AI: A Modern Approach, Chapter 15: Probabilistic Reasoning Systems
- Representing Knowledge in an Uncertain Domain
- Belief network used to encode the meaningful dependence between
variables.
- Nodes represent random variables
- Arcs represent direct influence
- Nodes have conditional probability table that gives that var's
probability given the different states of its parents
- Is a Directed Acyclic Graph (or DAG)
- The Semantics of Belief Networks
- To construct net, think of as representing the joint probability
distribution.
- To infer from net, think of as representing conditional independence
statements.
- Calculate a member of the joint probability by multiplying individual
conditional probabilities:
- P(X1=x1, . . . Xn=xn) =
- = P(X1=x1|parents(X1)) * . . . * P(Xn=xn|parents(Xn))
- Note: Only have to be given the immediate parents of Xi, not all
other nodes:
- P(Xi|X(i-1),...X1) = P(Xi|parents(Xi))
- To incrementally construct a network:
- Decide on the variables
- Decide on an ordering of them
- Do until no variables are left:
- Pick a variable and make a node for it
- Set its parents to the minimal set of pre-existing nodes
- Define its conditional probability
- Often, the resulting conditional probability tables are much smaller than
the exponential size of the full joint
- If don't order nodes by "root causes" first, get larger conditional
probability tables
- Different tables may encode the same probabilities.

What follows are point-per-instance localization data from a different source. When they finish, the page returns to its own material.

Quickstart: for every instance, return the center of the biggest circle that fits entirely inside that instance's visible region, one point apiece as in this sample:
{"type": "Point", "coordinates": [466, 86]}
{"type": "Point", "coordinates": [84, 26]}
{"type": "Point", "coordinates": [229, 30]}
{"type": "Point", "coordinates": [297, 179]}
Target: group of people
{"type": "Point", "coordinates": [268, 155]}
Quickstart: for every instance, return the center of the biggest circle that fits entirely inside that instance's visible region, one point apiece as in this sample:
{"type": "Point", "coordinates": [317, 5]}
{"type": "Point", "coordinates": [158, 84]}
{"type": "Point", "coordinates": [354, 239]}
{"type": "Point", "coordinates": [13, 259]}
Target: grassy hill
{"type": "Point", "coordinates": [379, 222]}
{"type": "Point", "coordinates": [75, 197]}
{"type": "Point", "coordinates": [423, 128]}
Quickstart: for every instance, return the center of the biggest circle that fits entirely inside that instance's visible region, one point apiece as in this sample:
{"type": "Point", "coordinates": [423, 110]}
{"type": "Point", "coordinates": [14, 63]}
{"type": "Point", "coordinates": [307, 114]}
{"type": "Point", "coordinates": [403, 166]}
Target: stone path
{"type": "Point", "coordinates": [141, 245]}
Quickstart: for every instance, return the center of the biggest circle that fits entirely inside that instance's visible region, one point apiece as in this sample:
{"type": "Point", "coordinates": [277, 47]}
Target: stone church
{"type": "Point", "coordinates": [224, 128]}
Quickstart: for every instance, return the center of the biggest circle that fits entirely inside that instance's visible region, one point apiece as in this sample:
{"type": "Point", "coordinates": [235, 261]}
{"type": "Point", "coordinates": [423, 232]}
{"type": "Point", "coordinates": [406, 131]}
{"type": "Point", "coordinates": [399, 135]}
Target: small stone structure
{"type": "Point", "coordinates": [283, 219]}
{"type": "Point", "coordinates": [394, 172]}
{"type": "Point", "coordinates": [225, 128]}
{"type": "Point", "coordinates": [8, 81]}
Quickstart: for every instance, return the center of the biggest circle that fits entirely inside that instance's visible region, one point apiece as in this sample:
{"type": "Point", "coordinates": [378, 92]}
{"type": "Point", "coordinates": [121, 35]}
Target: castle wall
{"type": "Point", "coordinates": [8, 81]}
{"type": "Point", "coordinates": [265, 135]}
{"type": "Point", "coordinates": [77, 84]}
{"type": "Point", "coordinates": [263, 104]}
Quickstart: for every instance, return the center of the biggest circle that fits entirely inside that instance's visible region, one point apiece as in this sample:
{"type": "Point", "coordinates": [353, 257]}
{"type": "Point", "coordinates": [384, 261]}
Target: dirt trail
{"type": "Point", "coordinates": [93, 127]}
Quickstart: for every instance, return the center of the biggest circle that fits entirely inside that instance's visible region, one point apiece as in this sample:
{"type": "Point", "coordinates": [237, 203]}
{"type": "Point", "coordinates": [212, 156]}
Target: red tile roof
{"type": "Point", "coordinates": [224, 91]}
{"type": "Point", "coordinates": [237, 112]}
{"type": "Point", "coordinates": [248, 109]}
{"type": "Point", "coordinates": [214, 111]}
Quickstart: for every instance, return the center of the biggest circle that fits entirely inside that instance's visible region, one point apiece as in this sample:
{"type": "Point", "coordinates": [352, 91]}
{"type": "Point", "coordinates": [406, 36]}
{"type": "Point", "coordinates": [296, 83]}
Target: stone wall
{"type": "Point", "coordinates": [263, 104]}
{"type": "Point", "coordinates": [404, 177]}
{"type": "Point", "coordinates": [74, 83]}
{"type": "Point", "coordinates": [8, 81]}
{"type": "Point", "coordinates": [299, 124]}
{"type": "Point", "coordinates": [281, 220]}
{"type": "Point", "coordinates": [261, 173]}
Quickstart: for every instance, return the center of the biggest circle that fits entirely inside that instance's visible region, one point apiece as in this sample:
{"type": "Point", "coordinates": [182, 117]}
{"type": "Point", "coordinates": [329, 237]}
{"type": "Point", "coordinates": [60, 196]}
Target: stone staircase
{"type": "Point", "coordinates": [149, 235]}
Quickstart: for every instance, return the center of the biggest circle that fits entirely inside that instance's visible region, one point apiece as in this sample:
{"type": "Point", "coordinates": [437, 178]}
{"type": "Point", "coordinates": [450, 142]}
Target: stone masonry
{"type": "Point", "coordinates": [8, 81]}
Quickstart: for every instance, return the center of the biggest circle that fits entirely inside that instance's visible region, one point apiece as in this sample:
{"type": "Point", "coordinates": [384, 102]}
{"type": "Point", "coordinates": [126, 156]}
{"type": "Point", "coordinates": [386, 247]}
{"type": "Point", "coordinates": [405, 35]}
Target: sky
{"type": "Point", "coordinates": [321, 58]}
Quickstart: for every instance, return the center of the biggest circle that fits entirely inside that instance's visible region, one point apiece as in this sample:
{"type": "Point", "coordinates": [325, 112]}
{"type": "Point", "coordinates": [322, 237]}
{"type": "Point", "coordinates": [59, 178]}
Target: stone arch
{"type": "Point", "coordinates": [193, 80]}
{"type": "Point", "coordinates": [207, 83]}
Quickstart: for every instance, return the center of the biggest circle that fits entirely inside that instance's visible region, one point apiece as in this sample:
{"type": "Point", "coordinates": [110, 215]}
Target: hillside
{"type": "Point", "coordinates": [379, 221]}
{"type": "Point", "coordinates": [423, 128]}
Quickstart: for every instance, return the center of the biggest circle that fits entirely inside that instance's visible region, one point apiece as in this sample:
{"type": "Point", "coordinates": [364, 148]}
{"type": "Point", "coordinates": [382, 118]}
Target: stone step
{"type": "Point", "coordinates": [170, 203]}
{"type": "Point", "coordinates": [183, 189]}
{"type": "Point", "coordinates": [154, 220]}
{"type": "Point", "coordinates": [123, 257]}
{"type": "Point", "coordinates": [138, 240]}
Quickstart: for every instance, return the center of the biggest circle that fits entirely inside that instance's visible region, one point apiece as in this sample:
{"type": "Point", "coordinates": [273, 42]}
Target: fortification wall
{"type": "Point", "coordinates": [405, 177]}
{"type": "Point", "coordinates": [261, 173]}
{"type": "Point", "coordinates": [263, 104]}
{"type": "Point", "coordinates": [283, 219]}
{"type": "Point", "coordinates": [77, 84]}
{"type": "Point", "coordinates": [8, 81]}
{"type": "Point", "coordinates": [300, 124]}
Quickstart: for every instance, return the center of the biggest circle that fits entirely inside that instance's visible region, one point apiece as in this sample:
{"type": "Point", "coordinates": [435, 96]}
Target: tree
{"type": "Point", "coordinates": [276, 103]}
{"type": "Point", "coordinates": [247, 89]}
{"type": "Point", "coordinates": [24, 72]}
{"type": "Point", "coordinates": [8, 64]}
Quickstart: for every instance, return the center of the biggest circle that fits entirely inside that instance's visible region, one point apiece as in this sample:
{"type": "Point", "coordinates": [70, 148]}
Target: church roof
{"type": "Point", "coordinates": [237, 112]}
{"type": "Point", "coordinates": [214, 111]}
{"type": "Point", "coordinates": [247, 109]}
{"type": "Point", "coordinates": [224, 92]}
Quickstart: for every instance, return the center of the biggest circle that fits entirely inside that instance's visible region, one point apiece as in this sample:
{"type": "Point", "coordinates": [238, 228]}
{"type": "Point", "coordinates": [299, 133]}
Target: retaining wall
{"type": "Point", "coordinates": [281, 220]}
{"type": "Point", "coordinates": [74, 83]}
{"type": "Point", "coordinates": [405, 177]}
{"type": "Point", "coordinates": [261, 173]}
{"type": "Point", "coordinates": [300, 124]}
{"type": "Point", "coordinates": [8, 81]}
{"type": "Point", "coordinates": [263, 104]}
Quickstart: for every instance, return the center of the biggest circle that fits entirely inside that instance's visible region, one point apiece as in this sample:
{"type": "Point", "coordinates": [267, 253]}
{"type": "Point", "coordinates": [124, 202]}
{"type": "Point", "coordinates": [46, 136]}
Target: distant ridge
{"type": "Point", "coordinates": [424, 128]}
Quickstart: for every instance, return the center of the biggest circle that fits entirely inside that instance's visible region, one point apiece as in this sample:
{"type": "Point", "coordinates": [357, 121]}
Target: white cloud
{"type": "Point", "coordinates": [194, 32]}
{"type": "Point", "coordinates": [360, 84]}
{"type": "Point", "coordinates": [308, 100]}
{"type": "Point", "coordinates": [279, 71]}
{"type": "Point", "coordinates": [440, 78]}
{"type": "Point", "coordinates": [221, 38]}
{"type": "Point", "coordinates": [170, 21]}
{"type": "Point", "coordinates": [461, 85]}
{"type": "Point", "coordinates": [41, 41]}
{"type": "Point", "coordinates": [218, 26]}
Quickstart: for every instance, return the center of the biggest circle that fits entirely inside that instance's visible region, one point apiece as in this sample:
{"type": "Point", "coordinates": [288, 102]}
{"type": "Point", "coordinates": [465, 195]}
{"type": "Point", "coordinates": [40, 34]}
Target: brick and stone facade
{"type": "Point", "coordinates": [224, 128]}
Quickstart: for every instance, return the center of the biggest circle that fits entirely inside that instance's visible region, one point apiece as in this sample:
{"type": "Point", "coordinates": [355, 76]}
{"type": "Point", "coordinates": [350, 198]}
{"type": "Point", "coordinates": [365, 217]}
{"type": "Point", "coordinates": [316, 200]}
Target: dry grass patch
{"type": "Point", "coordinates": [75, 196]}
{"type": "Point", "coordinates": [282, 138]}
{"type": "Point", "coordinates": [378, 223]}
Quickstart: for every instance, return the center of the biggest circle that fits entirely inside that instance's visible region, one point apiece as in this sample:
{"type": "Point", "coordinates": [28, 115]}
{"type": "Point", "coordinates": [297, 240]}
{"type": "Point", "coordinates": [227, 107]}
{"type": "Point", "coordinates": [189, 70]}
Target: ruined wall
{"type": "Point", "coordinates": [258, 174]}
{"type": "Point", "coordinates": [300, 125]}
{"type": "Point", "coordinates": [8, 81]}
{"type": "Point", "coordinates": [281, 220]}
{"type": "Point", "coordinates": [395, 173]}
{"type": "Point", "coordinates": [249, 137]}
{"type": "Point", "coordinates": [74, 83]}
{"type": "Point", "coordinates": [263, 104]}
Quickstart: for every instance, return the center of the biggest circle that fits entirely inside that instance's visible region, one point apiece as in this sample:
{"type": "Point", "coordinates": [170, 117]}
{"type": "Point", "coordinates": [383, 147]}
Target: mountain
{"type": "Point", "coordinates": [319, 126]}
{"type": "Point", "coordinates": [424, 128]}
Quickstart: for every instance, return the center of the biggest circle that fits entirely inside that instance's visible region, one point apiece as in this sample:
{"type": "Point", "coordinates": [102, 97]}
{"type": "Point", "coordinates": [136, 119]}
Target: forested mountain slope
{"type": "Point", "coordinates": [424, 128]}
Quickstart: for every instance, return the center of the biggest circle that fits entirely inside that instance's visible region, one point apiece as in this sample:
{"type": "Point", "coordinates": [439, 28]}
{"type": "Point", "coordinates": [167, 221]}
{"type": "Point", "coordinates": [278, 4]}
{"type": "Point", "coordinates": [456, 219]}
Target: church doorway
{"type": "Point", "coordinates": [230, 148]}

- Some canonical distributions that appear in conditional probability
tables:
- deterministic logical relationship (e.g. AND, OR)
- deterministic numeric relationship (e.g. MIN)
- parameteric relationship (e.g. weighted sum in neural net)
- noisy logical relationship (e.g. noisy-OR, noisy-MAX)
- Direction-dependent separation or D-separation:
- If all undirected paths between 2 nodes are d-separated given evidence
node(s) E, then the 2 nodes are independent given E.
- Evidence node(s) E d-separate X and Y if for every path between
them E contains a node Z that:
- has an arrow in on the path leading from X and an arrow out on the
path leading to Y (or vice versa)
- has arrows out leading to both X and Y
- does NOT have arrows in from both X and Y (nor Z's children too)
- Inference in Belief Networks
- Want to compute posterior probabilities of query variables given
evidence variables.
- Types of inference for belief networks:
- Diagnostic inference: symptoms to causes
- Causal inference: causes to symptoms
- Intercausal inference:
- Mixed inference: mixes those above
- Inference in Multiply Connected Belief Networks
- Multiply connected graphs have 2 nodes connected by more than one
path
- Techniques for handling:
- Clustering: Group some of the intermediate nodes into one
meganode.
- Pro: Perhaps best way to get exact evaluation.
- Con: Conditional probability tables may exponentially increase
in size.
- Cutset conditioning: Obtain simplier polytrees by instantiating
variables as constants.
- Con: May obtain exponential number of simplier polytrees.
- Pro: It may be safe to ignore trees with lo probability
(bounded cutset conditioning).
- Stochastic simulation: run thru the net with randomly choosen
values for each node (weighed by prior probabilities).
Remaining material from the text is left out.